The Breath of Life: Kenny breaks into the darkened apartment to find Tyler blue-lipped and dying on the couch, his lungs completely clamped shut by the pollen. He fights a jammed zipper to retrieve the inhaler and administers the life-saving mist just as Tyler’s vision begins to fade. As the boy’s breathing stabilizes, Kenny looks at their empty pantry and realizes the medicine has only bought them three days of survival before they must flee the city forever.

Emotional Arc / Mood Map

The episode begins with a cold, clinical tension that explodes into frantic, high-octane terror during the mall chase. The climax shifts into a visceral, agonizing crawl, emphasizing the physical weight of Kenny’s injuries to create a sense of grueling endurance. The resolution offers a bittersweet note of relief that is immediately undercut by a sense of impending doom, leaving the audience with a feeling of "borrowed time."

Season Arc / Overarching Story

If expanded, the season would follow Kenny and Tyler’s journey out of the city toward a rumored "Clean Zone" in the mountains where the pollen cannot reach. Each episode would focus on a different "Runner" or survivor they encounter, building a larger narrative about the collapse of the water systems and the rise of Silas as a regional dictator.

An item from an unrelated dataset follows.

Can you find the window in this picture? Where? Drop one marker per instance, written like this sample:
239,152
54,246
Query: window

The thematic escalation would move from individual survival to the possibility of community, as Kenny is forced to decide whether to help other "defective" survivors or maintain his singular focus on Tyler. The season would conclude with the brothers reaching the edge of the city, only to realize that the "Overgrowth" is not a local phenomenon but a global shift that requires a new way of living.

Visual Style & Tone

The visual style is "Overgrown Industrial," utilizing high-contrast lighting to emphasize the bright, sickly yellow of the pollen against the dark, damp shadows of the ruins. The camera work should be handheld and intimate during the "static" moments of violence, shifting to wide, sweeping shots of the nature-reclaimed city to emphasize the scale of the environment.

Tonal influences include the visceral survivalism of Children of Men and the desolate, nature-reclaimed aesthetics of The Last of Us. The sound design is critical, featuring a constant, low-frequency hum (the cognitive static) and the rhythmic, terrifying sound of labored breathing to maintain a sense of physiological anxiety.

Target Audience

The target audience consists of adults and older teens (16+) who gravitate toward post-apocalyptic thrillers and character-driven survival dramas. It appeals to viewers who appreciate high-stakes, grounded science fiction that focuses on human endurance and the breakdown of social contracts rather than traditional "zombie" or "action" tropes.

Pacing & Runtime Notes

The pacing follows a "pressure cooker" structure, starting with a slow, methodical trade before accelerating into a relentless, high-tempo chase through the mall. The final act slows down significantly to a "death march" pace, using long, agonizing takes to emphasize the physical toll on the protagonist. The 10-12 minute runtime ensures that the tension never dissipates, providing a lean, punchy narrative experience.

Production Notes / Considerations

The motorcycle crash and escalator slide require a combination of practical stunt work and clever camera angles to maximize the impact without a massive budget. The "yellow pollen" effect can be achieved through a mix of practical dust/smoke and post-production color grading to make the environment feel truly suffocating and alien.

Special attention must be paid to the "Iron Ward" set design, using reclaimed materials and welded steel to differentiate it from the "Neutral Zone." The use of a real, abandoned mall or industrial site would be ideal to capture the scale of the "Galleria" sequence, providing the necessary architectural decay to ground the story in reality.